I was filled with gratitude and pride to learn this experiment that was picked up with eagerness by the international science community, was conducted only next door, by our own young scientists in the University of the Philippines. They conducted this amid a public overwhelmingly indifferent to science, despite a law-making body to whom this same university has to defend endlessly why its obsolete charter needs to be changed for it to evolve into what a learning institution should be, so it can, with intellectual vigor and matching resources, raise the level of national discourse, help us imagine and think up new ways of being alive in our common future, so that we can discuss broken love affairs of public personalities or even bank accounts of corrupt officials but not be totally diverted from doing what we each we have to do, in our chosen vocations, to keep this republic from perishing.

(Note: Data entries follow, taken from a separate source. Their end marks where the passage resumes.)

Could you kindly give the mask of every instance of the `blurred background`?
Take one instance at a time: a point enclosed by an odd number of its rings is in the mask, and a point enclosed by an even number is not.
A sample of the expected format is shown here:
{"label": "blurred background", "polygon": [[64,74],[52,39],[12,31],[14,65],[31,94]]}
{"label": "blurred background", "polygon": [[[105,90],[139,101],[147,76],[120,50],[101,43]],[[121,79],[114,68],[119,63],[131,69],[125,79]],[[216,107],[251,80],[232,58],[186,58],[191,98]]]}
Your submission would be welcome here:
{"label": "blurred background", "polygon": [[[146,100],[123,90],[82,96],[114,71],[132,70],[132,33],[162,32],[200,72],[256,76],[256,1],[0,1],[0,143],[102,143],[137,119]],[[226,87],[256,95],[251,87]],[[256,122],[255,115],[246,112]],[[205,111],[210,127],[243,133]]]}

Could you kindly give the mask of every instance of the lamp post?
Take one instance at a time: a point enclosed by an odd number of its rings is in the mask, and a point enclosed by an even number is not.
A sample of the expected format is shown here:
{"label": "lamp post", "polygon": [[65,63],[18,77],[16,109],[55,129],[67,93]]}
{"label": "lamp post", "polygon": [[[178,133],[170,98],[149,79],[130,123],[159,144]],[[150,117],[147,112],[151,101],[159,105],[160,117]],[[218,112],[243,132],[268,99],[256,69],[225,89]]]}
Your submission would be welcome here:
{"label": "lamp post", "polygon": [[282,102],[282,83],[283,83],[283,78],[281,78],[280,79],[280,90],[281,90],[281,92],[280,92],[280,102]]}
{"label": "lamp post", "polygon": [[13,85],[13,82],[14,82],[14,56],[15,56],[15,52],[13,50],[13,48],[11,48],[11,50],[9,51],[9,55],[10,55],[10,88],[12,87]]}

For these scientists, their dance is their science the very endeavor that saved humanity from the Dark Ages of blind belief and superstition. For the rest of us, a vital part of our dance is to support them and appreciate them, especially in the worst of times. As Nobel laureate writer Italo Calvino wrote: Inferno is everywhere. The important thing is "to recognize who is NOT inferno, to give them space, make them endure." That call, I think, is lasting wisdom even for the darkest of cynics.